Healthy infants and young children (≤2 years of age) consuming breast milk directly from the breast or expressed breast milk from a woman with suspected, probable, or confirmed EBOV infection.

Outcomes

The primary outcome included the identification of EBOV or associated viral molecules in breast milk, blood, sweat, or saliva. Various diagnostic methods are commonly utilized for the detection and identification of EBOV in bodily fluids. These methods include viral isolation by culturing, reverse transcription‐polymerase chain reaction (RT‐PCR) to detect viral nucleic acids, and enzyme‐linked immunosorbent assay (ELISA) to capture viral antigens or anti‐EBOV antibodies. Secondary outcomes included the infection of an infant with suspected, probable, or confirmed EBOV infection within 30 days of breastfeeding or receiving breast milk from a woman with suspected, probable, or confirmed EBOV infection.

Search strategy

Key medical subject headings (MeSH) and term words related to EBOV (e.g., Ebola, Ebolavirus, and hemorrhagic fever), breastfeeding (e.g., breast milk, colostrum, and lactation), and the population of interest (e.g., pregnant women, pregnancy, and infant) were employed to conduct a thorough search on regional and international databases. The search included the following databases: Cochrane Central Register of Controlled Trials (CENTRAL), MEDLINE (PubMed), EMBASE, CINAHL, Web of Science (SSCI, SCI), BIOSIS, SCIELO, Global Index Medicus‐AFRO, EMRO, LILACS, PAHO, WHOLIS, WPRO, IMSEAR, IndMED, and Native Health Research Database. A detailed systematic search description can be found in the Supplementary Materials (online only).

Study selection

The identified studies were imported into Covidence systematic review software (Veritas Health Innovation, Melbourne, Australia). Duplicates were removed. The titles and abstracts of the remaining studies were screened independently for eligibility by two review authors. Following title and abstract screening, full‐text articles were obtained from the identified studies and were further screened against the inclusion criteria. A third review author helped to solve disagreements for study inclusion during abstract and full‐text screening.

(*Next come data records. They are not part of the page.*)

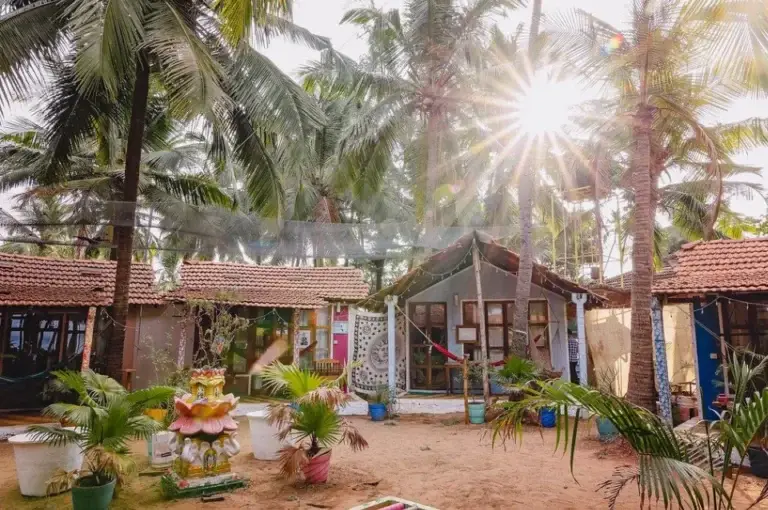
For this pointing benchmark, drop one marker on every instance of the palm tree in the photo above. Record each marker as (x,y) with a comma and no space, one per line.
(672,48)
(172,173)
(676,469)
(519,341)
(105,419)
(38,228)
(115,52)
(418,75)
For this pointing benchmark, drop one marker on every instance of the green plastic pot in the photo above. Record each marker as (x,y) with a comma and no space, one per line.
(477,412)
(87,496)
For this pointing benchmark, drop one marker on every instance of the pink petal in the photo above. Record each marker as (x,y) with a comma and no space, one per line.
(212,426)
(228,422)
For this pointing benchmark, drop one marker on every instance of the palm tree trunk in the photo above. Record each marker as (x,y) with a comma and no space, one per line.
(598,217)
(433,168)
(641,371)
(517,344)
(125,230)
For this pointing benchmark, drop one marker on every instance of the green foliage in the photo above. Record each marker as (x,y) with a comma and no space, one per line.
(674,469)
(105,419)
(311,420)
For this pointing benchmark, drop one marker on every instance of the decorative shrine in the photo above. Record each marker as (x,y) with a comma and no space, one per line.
(205,438)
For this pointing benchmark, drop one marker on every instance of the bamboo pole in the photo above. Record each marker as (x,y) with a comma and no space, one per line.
(481,314)
(88,342)
(465,374)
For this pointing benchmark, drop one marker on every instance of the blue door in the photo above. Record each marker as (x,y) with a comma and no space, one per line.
(707,331)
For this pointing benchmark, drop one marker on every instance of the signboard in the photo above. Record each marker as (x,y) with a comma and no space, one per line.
(305,338)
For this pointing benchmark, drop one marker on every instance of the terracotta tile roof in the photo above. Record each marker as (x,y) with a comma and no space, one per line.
(270,286)
(43,281)
(719,266)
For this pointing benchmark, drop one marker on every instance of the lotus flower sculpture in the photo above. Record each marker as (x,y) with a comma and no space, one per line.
(205,437)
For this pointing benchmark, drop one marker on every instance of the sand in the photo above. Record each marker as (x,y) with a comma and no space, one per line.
(434,460)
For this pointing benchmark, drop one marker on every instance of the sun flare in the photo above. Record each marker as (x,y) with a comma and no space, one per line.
(544,107)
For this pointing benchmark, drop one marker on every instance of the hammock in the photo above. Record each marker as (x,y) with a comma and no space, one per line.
(445,352)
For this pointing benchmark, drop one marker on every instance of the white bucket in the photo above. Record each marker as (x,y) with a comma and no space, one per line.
(37,462)
(264,441)
(159,449)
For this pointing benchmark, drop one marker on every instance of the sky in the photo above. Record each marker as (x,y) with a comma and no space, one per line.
(322,17)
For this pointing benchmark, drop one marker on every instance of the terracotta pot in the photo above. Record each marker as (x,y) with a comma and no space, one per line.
(316,471)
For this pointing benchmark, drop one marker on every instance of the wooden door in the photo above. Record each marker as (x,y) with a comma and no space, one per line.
(427,364)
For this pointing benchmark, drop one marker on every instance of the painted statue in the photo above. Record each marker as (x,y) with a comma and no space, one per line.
(205,437)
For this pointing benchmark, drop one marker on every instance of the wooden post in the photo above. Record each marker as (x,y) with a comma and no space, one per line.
(465,376)
(481,313)
(579,300)
(90,321)
(182,354)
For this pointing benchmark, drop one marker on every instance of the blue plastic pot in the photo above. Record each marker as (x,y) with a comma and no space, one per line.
(377,411)
(606,428)
(477,412)
(547,417)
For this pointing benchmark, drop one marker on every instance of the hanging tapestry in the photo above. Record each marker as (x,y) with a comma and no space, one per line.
(369,350)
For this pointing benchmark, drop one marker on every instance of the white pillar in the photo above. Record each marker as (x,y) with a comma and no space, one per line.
(580,299)
(391,356)
(662,372)
(90,323)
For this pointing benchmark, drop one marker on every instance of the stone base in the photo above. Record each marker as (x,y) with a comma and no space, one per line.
(175,487)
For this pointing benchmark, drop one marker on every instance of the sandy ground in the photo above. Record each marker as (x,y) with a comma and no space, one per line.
(434,460)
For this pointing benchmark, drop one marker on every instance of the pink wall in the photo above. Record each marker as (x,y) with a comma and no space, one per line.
(340,345)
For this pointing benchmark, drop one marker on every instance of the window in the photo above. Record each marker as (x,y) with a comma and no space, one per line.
(427,363)
(38,341)
(499,330)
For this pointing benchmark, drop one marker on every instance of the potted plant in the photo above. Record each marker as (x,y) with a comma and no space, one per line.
(378,402)
(313,424)
(476,404)
(105,418)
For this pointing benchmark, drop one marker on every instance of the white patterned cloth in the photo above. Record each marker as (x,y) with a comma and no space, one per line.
(369,348)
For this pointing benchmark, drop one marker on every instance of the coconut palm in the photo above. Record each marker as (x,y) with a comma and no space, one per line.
(644,64)
(676,470)
(104,421)
(198,51)
(418,74)
(39,227)
(173,172)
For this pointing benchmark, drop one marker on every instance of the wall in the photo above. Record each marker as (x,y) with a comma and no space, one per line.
(340,340)
(498,285)
(158,333)
(608,341)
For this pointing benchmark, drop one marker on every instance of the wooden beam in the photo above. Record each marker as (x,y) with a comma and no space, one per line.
(481,308)
(90,321)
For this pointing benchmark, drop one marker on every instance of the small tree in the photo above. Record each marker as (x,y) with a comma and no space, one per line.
(106,418)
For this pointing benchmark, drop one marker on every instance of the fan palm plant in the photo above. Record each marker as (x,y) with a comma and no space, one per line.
(310,420)
(700,37)
(675,470)
(106,418)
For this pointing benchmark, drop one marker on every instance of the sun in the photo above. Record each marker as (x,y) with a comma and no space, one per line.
(544,106)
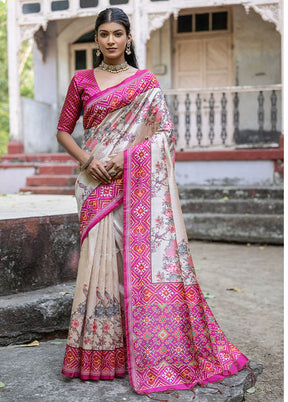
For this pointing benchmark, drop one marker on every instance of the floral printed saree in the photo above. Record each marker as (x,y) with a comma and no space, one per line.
(135,264)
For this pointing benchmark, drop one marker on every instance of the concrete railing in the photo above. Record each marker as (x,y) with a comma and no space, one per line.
(226,117)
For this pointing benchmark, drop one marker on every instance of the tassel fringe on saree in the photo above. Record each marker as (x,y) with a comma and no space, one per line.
(134,228)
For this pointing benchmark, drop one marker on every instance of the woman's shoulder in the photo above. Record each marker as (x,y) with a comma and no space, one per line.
(149,77)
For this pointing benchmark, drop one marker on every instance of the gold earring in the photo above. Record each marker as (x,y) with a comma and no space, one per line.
(98,51)
(128,50)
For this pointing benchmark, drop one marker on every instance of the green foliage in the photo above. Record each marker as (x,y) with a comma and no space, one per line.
(26,76)
(4,107)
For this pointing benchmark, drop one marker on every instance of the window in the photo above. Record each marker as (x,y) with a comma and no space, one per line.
(60,5)
(31,8)
(88,3)
(202,22)
(184,23)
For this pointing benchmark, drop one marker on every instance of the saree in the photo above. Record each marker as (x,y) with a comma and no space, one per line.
(137,300)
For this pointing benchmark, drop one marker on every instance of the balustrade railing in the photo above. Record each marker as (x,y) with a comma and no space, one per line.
(226,117)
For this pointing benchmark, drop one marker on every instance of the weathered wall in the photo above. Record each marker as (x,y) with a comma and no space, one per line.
(257,49)
(225,172)
(38,252)
(45,90)
(159,54)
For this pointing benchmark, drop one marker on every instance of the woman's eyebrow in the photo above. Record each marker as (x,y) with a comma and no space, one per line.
(117,30)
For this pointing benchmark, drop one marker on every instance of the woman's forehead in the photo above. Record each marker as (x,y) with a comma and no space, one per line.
(111,27)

Data extraction and management

Using a structured data collection form, two authors independently collected data from the selected studies. Any discrepancies that were encountered were resolved by discussion among reviewers. The data collected from the articles included information about the study design, setting, participants (number and characteristics), the interventions, and measured outcomes.

Assessing the certainty of evidence

Two independent authors assessed the certainty of evidence from each study following the instructions outlined by the Grading of Recommendations, Assessment, Development, and Evaluation (GRADE) Working Group, GRADEprofiler software. ⁵⁶ The GRADE approach rates the evidence of certainty for each outcome as “high certainty” and can be downgraded to “moderate,” “low,” and “very low” on the basis of the study limitations (e.g., risk of bias, imprecision, inconsistency, indirectness, and publication bias). Any found conflicts with the ratings were resolved by discussion among the authors. The quality assessment report is presented as a narrative.

Results

Study designs

The literature search retrieved 10,453 records, and one record was identified through external sources. After removing duplicates, a total of 754 records were imported into Covidence. Following a second round of deduplication performed by the systematic review software, 464 studies were screened on the basis of their titles and abstracts. Studies were excluded if they were review articles, editorials, or had an in vitro focus on human milk composition and bioactivity. Studies were also excluded if breast milk samples were not collected, measured for infectious pathogens, spiked with EBOV under laboratory conditions, or belonged to nonhuman mammal species. Additional reasons for exclusion included studies of women coinfected with human immunodeficiency virus (HIV) or with acquired immunodeficiency syndrome.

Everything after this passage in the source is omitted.